SESAY: So can smart people out there find a work around.

NIGAM: Well, I think where I see the world going here is the satellite communications that Facebook has often talked about, that we've talked about here, the more they institute satellite communications, the harder it's going to be for the Chinese government to deal with that issue. And I think this is going to be that cat and mouse game that goes on constantly.

For some reason, they were just kind of keeping their eye over here knowing their citizens are doing this but there's a definite shift including what they said in Davos. That was very interesting. Globalization is key but not for their citizens.

VAUSE: Exactly.

But also, we're talking about, you know, the impact of this on citizens. But, you know, a lot of companies in China use a VPN. The multinational companies, they use a secure line to send sensitive information mainly from Beijing to the headquarters in New York.

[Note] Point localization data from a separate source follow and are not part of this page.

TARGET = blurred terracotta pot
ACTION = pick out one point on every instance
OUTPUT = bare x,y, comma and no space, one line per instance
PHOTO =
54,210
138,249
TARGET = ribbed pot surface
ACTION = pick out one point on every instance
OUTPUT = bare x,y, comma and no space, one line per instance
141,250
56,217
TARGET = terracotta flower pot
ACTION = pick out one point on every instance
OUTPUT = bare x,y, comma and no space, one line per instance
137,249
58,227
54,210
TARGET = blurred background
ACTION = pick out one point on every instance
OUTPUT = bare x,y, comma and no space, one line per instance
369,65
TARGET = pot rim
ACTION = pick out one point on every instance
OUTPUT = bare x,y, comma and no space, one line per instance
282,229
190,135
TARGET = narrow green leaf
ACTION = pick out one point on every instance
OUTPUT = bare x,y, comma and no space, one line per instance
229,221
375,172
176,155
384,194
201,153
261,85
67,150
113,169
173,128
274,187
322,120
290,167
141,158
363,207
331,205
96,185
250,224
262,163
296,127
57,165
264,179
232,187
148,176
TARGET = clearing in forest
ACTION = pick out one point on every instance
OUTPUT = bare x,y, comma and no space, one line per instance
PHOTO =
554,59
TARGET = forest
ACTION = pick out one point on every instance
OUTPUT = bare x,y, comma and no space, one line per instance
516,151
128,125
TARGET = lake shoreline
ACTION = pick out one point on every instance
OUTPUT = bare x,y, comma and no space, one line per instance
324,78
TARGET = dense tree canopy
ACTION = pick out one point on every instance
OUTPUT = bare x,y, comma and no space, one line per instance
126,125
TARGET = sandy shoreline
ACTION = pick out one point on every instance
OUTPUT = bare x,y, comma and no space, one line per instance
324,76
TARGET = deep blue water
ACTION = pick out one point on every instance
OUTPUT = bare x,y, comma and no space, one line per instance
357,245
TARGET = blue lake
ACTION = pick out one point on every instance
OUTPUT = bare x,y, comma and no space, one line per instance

How will this now impact on them?

NIGAM: Well, supposedly, it won't impact on them because they already have been doing it legitimately. The fact that they are allowing companies towards citizen access means that their focus is on actually controlling citizens from learning too much, exploring too much, getting to be more powerful in organizing and creating dissident activity, which is very different than the corporate side.

There's a requirement in the corporate side to follow Chinese regulations. So when you set up an entity and I've been inside companies where we had to create what we call local entities in order for our global globalization to occur from the U.S. outside.

SESAY: Can you drop those servers? From folks like the multinationals as a way to get around this. I mean --

NIGAM: Well, they can but now they are dealing with very big issue because on the one hand, they want to have business. Like Apple, for example, or Google.

They can easily just get ban and now they have a very revenue impact that's direct and serious.

VAUSE: If you want access, you got to play by the rules.

SESAY: Indeed.

NIGAM: Exactly.

VAUSE: Thanks, Hemu.

SESAY: Thank you, Hemu.

Thank you for watching CNN NEWSROOM live from Los Angeles, I'm Isha Sesay.

VAUSE: Oh that's your name. I see you.

I'm John Vause. "World Sport" with Kate Riley is up next and we'll be back with another hour of news when we get back to. You're watching CNN.